Node.js SDK
Probe provides a powerful Node.js SDK that allows you to integrate its code search capabilities directly into your JavaScript and TypeScript applications. This document covers the installation, usage, and advanced features of the Node.js SDK.
Installation
Local Installation
npm install @buger/probe
Global Installation
npm install -g @buger/probe
During installation, the package will automatically download the appropriate Probe binary for your platform (Windows, macOS, or Linux).
Features
- Search Code: Search for patterns in your codebase using Elasticsearch-like query syntax
- Query Code: Find specific code structures using tree-sitter patterns
- Extract Code: Extract code blocks from files based on file paths and line numbers
- AI Tools Integration: Ready-to-use tools for Vercel AI SDK, LangChain, and other AI frameworks
- System Message: Default system message for AI assistants with instructions on using Probe tools
- Cross-Platform: Works on Windows, macOS, and Linux
- Automatic Binary Management: Automatically downloads and manages the Probe binary
- Direct CLI Access: Use the Probe binary directly from the command line when installed globally
Basic Usage
Using as a Node.js Library
import { search, query, extract } from '@buger/probe';
// Search for code
const searchResults = await search({
path: '/path/to/your/project',
query: 'function',
maxResults: 10
});
// Query for specific code structures
const queryResults = await query({
path: '/path/to/your/project',
pattern: 'function $NAME($$$PARAMS) $$$BODY',
language: 'javascript'
});
// Extract code blocks
const extractResults = await extract({
files: ['/path/to/your/project/src/main.js:42']
});
Using as a Command-Line Tool
When installed globally, the probe
command will be available directly from the command line:
# Search for code
probe search "function" /path/to/your/project
# Query for specific code structures
probe query "function $NAME($$$PARAMS) $$$BODY" /path/to/your/project
# Extract code blocks
probe extract /path/to/your/project/src/main.js:42
The package installs the actual Probe binary, not a JavaScript wrapper, so you get the full native performance and all features of the original Probe CLI.
Core Functions
Search
The search
function allows you to search for patterns in your codebase using Elasticsearch-like query syntax.

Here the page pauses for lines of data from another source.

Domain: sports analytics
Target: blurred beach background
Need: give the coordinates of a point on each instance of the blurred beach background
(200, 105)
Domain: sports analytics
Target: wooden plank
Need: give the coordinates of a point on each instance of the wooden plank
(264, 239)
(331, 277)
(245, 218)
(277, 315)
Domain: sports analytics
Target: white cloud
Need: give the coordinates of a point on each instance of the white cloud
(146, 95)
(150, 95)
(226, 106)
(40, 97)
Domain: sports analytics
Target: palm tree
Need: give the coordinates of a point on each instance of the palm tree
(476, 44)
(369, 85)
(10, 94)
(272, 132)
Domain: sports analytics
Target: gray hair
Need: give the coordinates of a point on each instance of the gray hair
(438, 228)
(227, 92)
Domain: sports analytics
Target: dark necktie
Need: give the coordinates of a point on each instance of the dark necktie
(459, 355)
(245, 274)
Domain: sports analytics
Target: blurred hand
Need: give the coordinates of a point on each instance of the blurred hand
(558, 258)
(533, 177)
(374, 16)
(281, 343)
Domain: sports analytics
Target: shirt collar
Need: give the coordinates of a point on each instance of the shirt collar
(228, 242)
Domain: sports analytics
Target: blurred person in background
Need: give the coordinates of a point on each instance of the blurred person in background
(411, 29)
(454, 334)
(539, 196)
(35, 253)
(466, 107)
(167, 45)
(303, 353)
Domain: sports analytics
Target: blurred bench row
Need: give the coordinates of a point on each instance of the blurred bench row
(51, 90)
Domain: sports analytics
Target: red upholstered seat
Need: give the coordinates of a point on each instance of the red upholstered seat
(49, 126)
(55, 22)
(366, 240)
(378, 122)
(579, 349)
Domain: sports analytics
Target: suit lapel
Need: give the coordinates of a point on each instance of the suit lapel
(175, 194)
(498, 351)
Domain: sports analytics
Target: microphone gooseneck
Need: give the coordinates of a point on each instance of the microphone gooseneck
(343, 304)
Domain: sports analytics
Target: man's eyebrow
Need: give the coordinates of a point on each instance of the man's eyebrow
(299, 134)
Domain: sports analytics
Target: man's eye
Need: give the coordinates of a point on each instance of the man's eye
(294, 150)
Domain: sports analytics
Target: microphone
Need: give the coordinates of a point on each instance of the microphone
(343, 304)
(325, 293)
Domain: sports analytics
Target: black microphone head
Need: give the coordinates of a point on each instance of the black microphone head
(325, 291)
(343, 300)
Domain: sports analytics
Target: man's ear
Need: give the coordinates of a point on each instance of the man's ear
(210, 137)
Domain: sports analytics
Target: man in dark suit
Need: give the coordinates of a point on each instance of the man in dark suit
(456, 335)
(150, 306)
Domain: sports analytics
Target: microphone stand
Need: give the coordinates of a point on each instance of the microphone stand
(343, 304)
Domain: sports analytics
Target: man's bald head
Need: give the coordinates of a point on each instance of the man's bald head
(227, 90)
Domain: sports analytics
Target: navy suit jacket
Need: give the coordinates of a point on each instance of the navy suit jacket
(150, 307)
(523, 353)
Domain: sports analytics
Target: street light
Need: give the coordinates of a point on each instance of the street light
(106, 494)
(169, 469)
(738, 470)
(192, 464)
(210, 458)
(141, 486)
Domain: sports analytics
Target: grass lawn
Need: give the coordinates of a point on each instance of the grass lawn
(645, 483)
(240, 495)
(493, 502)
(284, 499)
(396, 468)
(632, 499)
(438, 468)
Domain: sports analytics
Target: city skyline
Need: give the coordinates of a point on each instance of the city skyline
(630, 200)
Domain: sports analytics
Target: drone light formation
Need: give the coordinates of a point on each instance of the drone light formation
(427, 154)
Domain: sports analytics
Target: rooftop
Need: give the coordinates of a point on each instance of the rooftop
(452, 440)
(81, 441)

import { search } from '@buger/probe';
const results = await search({
path: '/path/to/your/project',
query: 'function',
// Optional parameters
filesOnly: false,
ignore: ['node_modules', 'dist'],
excludeFilenames: false,
reranker: 'hybrid',
frequencySearch: true,
exact: false,
maxResults: 10,
maxBytes: 1000000,
maxTokens: 40000,
allowTests: false,
anyTerm: false,
noMerge: false,
mergeThreshold: 5,
json: false,
binaryOptions: {
forceDownload: false,
version: '1.0.0'
}
});
Parameters
Parameter | Type | Description | Default |
---|---|---|---|
path | string | Path to search in | (required) |
query | string | string[] | Search query or queries | (required) |
filesOnly | boolean | Only output file paths | false |
ignore | string[] | Patterns to ignore | [] |
excludeFilenames | boolean | Exclude filenames from search | false |
reranker | string | Reranking method ('hybrid', 'hybrid2', 'bm25', 'tfidf') | 'hybrid' |
frequencySearch | boolean | Use frequency-based search | true |
exact | boolean | Use exact matching | false |
maxResults | number | Maximum number of results | 10 |
maxBytes | number | Maximum bytes to return | 1000000 |
maxTokens | number | Maximum tokens to return | 40000 |
allowTests | boolean | Include test files | false |
anyTerm | boolean | Match any term | false |
noMerge | boolean | Don't merge adjacent blocks | false |
mergeThreshold | number | Merge threshold | 5 |
session | string | Session ID for caching results | '' |
json | boolean | Return results as parsed JSON instead of string | false |
binaryOptions | object | Options for getting the binary | {} |
Query
The query
function allows you to find specific code structures using tree-sitter patterns.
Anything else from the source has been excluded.